24. Don’t tell us when you can show us.
In three sentences, this scene captures teenage romance:
“They had met cruising the loop between Fourth and Fifth Streets in Eureka. She fell in love with Wes’s pickup truck, then fell in love with Wes. Wes gave her an engagement ring the day she graduated from high school.”
— Time-Standard (Eureka, California)
25. You can always get a job if you know how to write a lead.
“KAMPALA – A hand grenade exploded on board a passenger train killing a Uganda Army soldier who was toying with it and two civilian passengers.”
— The Times, London
26. Do not fear telling the truth.
“Researchers say that the public is responsible for rising health care costs as people acquire illnesses that cannot be cured easily or cheaply.”
— Alexandria (Virginia) Gazette
27. When in doubt, check it out.
“An article in Saturday’s Local section incorrectly reported that a suspect identified as ‘Fnu Lnu’ had been indicted by a federal grand jury. ‘Fnu Lnu’ is not a name. FNU is a law enforcement abbreviation for ‘first name unknown,’ LNU for ‘last name unknown.’ Officials knew the suspect only by the nickname ‘Dezo.'”
— Daily Press (Newport News, Virginia)
28. Don’t take the easy way out.
Check the handout. Verify the press release….Who cares? Whoa. Hold the mayo. We care, as journalists, and so do the readers who wonder if you can’t get the little things right, how can you be trusted on the complex things. Check and double-check.

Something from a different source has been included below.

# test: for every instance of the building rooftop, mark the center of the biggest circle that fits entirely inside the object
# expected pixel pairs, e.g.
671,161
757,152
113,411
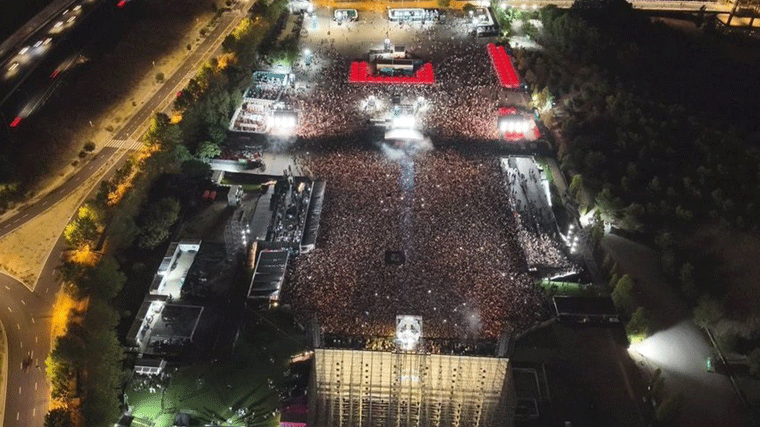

29. Follow your hunches and your hormones.
Be basic, visceral. The governor wears suits made in Italy, is barbered and manicured daily. Hunch: He’s getting money on the side. That was the conclusion Jerry Landauer drew when he saw Spiro Agnew when Agnew was governor of Maryland. The hunch proved accurate. Agnew was getting payoffs from contractors.
30. It is immoral not to be excellent in your craft.
After World War II, Melvin Mencher used the G.I. Bill to study journalism at the University of Colorado. On graduation, he took a job as a reporter at the Albuquerque Tribune. He spent a year at Harvard as a Nieman Fellow. He would move to California and report for the McClatchy Newspapers out of Fresno. Out of the blue, he was invited to teach journalism at the University of Kansas. In 1963 he joined the faculty at the Columbia Graduate School of Journalism. He is the author of “News Reporting and Writing.”